Аккуратные трехэтажные особнячки симметрично тянулись вдоль улицы, отделенные от тротуара и проезжей части изгородью из вечнозеленой бирючины и низкими деревянными воротцами. Дома, укрывшиеся от любопытных взоров за крохотными садиками, выглядели вполне уединенными и уютными. Ворота и входные двери в темноте не различались по цвету, разумеется, если только они не были покрашены белой краской.

Шоссе, рассекающее ряды строений, после дождя походило на серую шелковую ленту, убегающую от назойливых фонарей в безмолвный мрак пустыря, разделяющего жилые кварталы этой окраины Лондона.

Черноту позднего вечера, окутавшую крайнее здание, несмело рассеивал тусклый свет, который пробивался из-за шторы на окне верхнего этажа. Это не могло не показаться странным: фасады соседних строений светились огнями люстр и голубых экранов, особенно ярко там, где не занавесили окна. И наблюдая, как люди входят в комнату, разговаривают или же подсаживаются к своим близким, собравшимся вокруг телевизора, прохожие невольно проникались ощущением домашнего тепла, безопасности и покоя.

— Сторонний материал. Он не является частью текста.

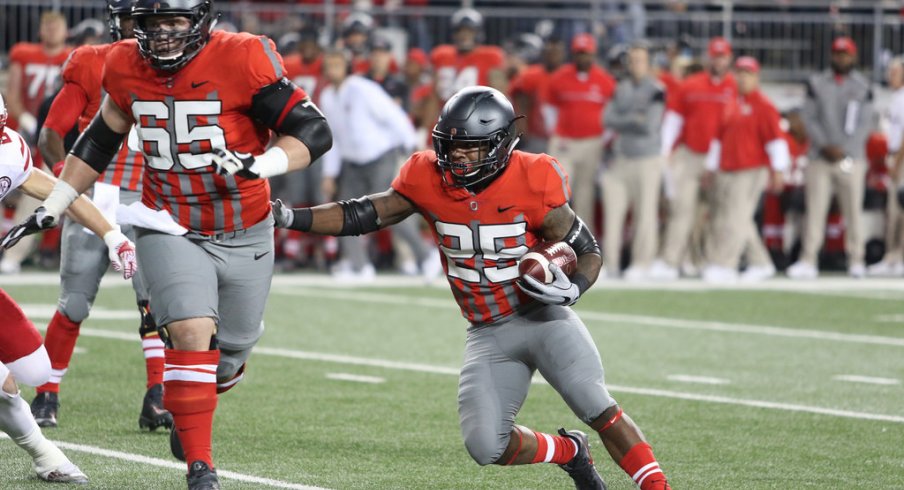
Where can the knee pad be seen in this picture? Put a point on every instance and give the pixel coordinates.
(484, 446)
(33, 369)
(75, 306)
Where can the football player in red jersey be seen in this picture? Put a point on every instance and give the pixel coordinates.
(467, 63)
(487, 205)
(84, 259)
(22, 356)
(203, 105)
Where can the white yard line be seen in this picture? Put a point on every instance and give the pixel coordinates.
(619, 318)
(427, 368)
(854, 378)
(161, 463)
(687, 378)
(356, 378)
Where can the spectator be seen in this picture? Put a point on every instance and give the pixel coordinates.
(839, 116)
(748, 140)
(892, 264)
(34, 73)
(369, 129)
(527, 90)
(633, 179)
(692, 118)
(576, 96)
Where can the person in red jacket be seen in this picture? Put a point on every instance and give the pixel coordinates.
(576, 96)
(748, 140)
(692, 116)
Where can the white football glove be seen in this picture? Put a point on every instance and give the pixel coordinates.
(39, 221)
(282, 214)
(122, 253)
(559, 292)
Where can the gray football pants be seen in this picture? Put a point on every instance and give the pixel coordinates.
(83, 262)
(227, 280)
(500, 360)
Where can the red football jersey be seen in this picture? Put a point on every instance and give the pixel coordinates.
(483, 236)
(40, 72)
(180, 117)
(83, 71)
(455, 71)
(532, 83)
(308, 76)
(750, 123)
(701, 101)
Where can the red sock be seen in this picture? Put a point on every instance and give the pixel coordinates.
(153, 358)
(641, 466)
(554, 449)
(59, 342)
(190, 394)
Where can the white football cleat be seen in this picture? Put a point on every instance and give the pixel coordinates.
(802, 270)
(64, 473)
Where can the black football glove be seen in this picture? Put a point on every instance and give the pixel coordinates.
(39, 221)
(229, 163)
(559, 292)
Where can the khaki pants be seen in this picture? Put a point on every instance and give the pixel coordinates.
(735, 198)
(631, 183)
(894, 225)
(581, 159)
(821, 180)
(684, 172)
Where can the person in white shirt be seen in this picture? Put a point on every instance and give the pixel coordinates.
(892, 264)
(369, 132)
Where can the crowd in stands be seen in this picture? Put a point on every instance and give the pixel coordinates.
(678, 161)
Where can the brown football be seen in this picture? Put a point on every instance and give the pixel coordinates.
(535, 262)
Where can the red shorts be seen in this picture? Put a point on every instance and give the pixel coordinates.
(18, 336)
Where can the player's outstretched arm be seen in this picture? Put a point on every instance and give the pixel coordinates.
(561, 224)
(350, 217)
(121, 250)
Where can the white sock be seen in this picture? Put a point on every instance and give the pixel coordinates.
(16, 420)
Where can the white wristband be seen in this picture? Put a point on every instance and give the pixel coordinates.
(60, 198)
(272, 162)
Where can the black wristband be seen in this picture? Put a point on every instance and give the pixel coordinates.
(302, 219)
(582, 282)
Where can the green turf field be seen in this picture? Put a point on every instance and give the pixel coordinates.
(734, 389)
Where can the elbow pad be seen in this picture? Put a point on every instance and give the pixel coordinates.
(283, 107)
(98, 144)
(581, 239)
(359, 216)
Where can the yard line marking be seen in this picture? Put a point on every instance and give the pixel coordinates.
(147, 460)
(687, 378)
(854, 378)
(355, 377)
(620, 318)
(427, 368)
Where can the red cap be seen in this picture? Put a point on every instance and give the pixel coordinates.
(747, 63)
(845, 44)
(719, 46)
(417, 55)
(583, 43)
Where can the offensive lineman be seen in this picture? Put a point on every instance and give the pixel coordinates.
(203, 104)
(22, 355)
(83, 254)
(487, 205)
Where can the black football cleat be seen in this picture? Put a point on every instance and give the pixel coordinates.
(580, 468)
(44, 409)
(153, 414)
(176, 444)
(202, 477)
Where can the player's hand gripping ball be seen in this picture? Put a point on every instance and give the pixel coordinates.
(535, 263)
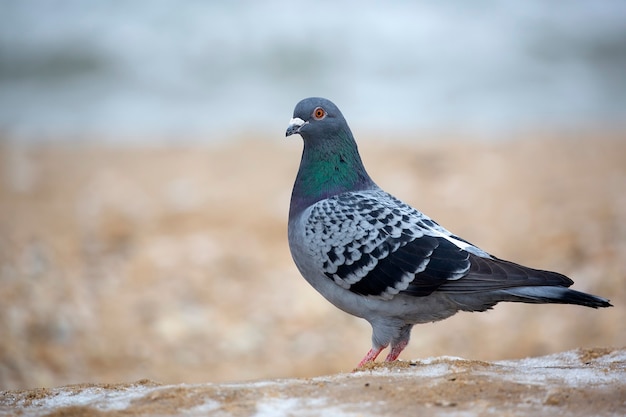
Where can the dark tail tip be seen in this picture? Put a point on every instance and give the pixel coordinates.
(584, 299)
(558, 295)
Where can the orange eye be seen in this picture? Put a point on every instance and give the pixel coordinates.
(319, 113)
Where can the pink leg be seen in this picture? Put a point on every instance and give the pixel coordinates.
(395, 351)
(371, 356)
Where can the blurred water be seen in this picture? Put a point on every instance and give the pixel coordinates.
(154, 69)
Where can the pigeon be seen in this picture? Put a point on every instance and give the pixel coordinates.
(375, 257)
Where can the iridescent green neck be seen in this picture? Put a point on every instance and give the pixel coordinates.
(327, 169)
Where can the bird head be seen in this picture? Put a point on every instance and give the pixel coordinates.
(316, 117)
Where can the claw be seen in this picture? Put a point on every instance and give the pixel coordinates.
(395, 351)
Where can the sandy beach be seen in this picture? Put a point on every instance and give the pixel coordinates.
(171, 264)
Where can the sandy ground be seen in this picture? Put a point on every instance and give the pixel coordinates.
(171, 264)
(575, 383)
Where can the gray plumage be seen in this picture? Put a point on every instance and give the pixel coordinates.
(378, 258)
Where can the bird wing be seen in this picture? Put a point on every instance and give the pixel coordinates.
(373, 244)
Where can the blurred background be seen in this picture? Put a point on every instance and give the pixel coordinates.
(145, 178)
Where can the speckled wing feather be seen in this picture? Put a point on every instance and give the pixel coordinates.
(373, 244)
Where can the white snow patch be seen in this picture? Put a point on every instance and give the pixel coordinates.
(100, 398)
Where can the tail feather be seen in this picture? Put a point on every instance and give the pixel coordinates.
(556, 295)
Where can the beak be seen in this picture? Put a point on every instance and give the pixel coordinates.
(295, 125)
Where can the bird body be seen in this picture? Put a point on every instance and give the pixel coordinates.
(375, 257)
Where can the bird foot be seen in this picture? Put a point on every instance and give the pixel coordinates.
(371, 356)
(395, 351)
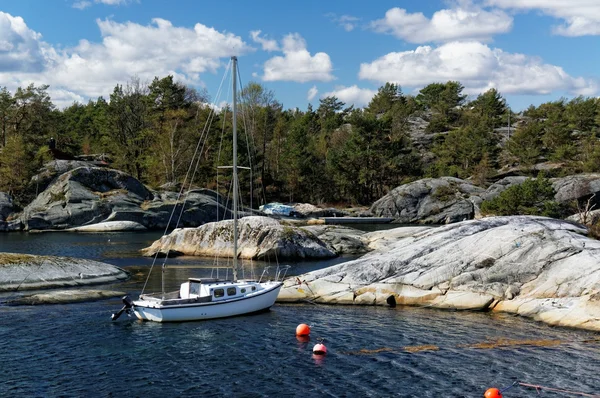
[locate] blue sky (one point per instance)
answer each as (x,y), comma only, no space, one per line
(532,51)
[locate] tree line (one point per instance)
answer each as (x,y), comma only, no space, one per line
(334,153)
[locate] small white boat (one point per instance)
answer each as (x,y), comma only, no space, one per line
(200,299)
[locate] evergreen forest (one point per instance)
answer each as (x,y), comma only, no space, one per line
(334,154)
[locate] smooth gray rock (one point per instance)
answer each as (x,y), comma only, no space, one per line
(26,272)
(343,240)
(532,266)
(260,238)
(53,169)
(578,188)
(65,297)
(6,206)
(429,201)
(501,185)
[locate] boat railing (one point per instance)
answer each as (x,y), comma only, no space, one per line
(279,273)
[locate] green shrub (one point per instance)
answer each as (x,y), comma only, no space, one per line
(532,197)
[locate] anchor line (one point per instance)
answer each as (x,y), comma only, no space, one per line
(539,387)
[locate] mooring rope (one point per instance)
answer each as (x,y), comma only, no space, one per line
(539,387)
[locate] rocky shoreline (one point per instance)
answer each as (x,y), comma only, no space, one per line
(536,267)
(29,272)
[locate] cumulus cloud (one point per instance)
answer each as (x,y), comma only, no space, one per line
(312,93)
(582,17)
(91,69)
(461,22)
(348,22)
(478,67)
(267,44)
(21,49)
(82,5)
(297,64)
(352,95)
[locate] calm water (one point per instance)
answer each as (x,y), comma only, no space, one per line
(75,350)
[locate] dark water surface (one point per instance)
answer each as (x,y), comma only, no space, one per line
(75,350)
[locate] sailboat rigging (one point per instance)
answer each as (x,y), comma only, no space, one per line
(201,298)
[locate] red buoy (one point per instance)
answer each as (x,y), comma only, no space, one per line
(302,330)
(492,393)
(319,349)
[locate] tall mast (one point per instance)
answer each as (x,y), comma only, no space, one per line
(235,179)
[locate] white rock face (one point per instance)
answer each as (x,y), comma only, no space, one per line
(537,267)
(259,238)
(24,271)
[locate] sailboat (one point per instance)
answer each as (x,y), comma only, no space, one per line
(201,298)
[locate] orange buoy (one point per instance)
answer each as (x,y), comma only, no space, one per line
(492,393)
(319,349)
(303,339)
(302,330)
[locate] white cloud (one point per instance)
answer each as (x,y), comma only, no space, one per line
(127,49)
(347,22)
(354,95)
(462,22)
(477,67)
(21,49)
(297,64)
(82,5)
(582,17)
(114,2)
(267,44)
(312,93)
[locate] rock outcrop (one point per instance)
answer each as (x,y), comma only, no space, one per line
(6,206)
(91,195)
(343,240)
(25,272)
(430,201)
(53,169)
(260,238)
(308,210)
(578,188)
(537,267)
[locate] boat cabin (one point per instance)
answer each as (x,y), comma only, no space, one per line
(217,290)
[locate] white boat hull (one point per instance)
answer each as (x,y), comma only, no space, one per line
(255,302)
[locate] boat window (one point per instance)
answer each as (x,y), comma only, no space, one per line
(194,288)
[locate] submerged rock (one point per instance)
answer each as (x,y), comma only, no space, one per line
(26,272)
(65,296)
(110,226)
(537,267)
(259,238)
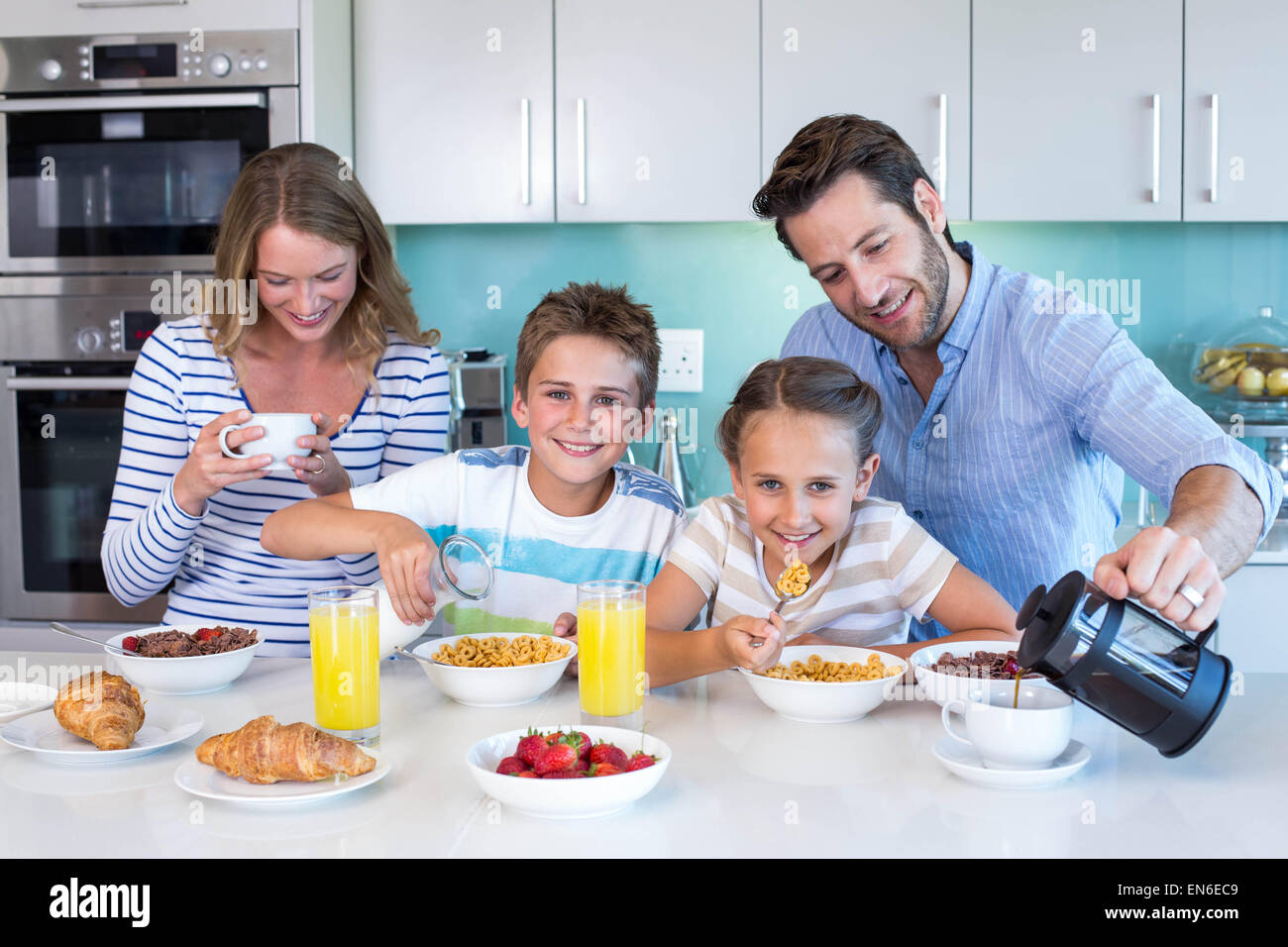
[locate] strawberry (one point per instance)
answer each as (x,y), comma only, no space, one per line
(511,764)
(640,761)
(606,753)
(531,746)
(553,758)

И только этот, самый последний, особняк, погруженный во тьму, казался отчужденным и угрюмым. Кустарник, отделяющий его от другого дома, сильно разросся: очевидно, его уже давно никто не подстригал. Продраться сквозь него не представлялось возможным даже при большом желании. Сквозь бетонные плиты садовой дорожки выглядывали наружу пожухшие сорняки, лишенные жизненных соков ранними заморозками.

Освещенная комната наверху была обставлена очень скупо, а жалкая мебель, имеющаяся там, угнетала своим убогим и старомодным видом. В шкафу висело на вешалках всего несколько платьев, а возле поцарапанного трюмо стоял обшарпанный стул с прямой спинкой.

С потолка сиротливо свисала голая лампочка, зато новая настольная лампа на трюмо хорошо освещала лицо женщины, сидевшей напротив зеркала. Она накрасила ярко-красной помадой губы и уставилась на свое отражение. Броский цвет рта подчеркивал мертвенную бледность лица, красивого, но абсолютно невыразительного. Обведя с той же тщательностью, что и губы, черной тушью тонкие брови, отчего ее лицо, лишенное естественных оттенков, окончательно обеднело и потерялось, она аккуратно надела на помаду колпачок, положила тюбик на столик, привычным движением пригладила черные волосы и ловко застегнула на них широкую бархатку с бахромой, ниспадающей на ее белый лоб. Эта черная бархатная лента отлично сочеталась как с ее волосами, так и с коротким черным бархатным платьем, высоко открывавшим ее длинные точеные ноги.

Она встала и надела черный плащ, переливающийся так, словно сшит он был из клеенки той же длины, что и платье.

Напоследок она вытянула из комода ящик, извлекла из него тонкий острый кинжал жуткого вида и, задрав подол, засунула его под эластичную подвязку – черную, как и весь наряд, облегающий ее стройную фигурку.

Одернув платье, женщина провела руками по бедрам и, убедившись, что все нормально, снова посмотрела на себя в зеркало. Она выглядела несколько эксцентричной и одновременно беззащитной. Оставшись довольна собой, что было заметно по надменно опустившимся уголкам ее красных губ, женщина надела темные очки, спрятав за ними глаза, погасила свет и вышла из комнаты.

Ничуть не обескураженная темнотой, она спустилась по лестнице, громко стуча высокими каблучками по деревянным ступенькам и еще громче по кафельному полу холла на первом этаже, и захлопнула за собой входную дверь – стук гулким эхом разнесся по опустевшему дому.

Она привычно затворила калитку сада, повернулась спиной к двум ровным рядам домов и направилась в сторону огней города, сверкающих за мрачным пустырем.

Засунув руки в карманы блестящего черного плаща, она размеренной походкой спокойно вошла одна в темноту ночи, не выказывая ни малейшего страха, вопреки всей своей кажущейся уязвимости и незащищенности, и вскоре исчезла из виду.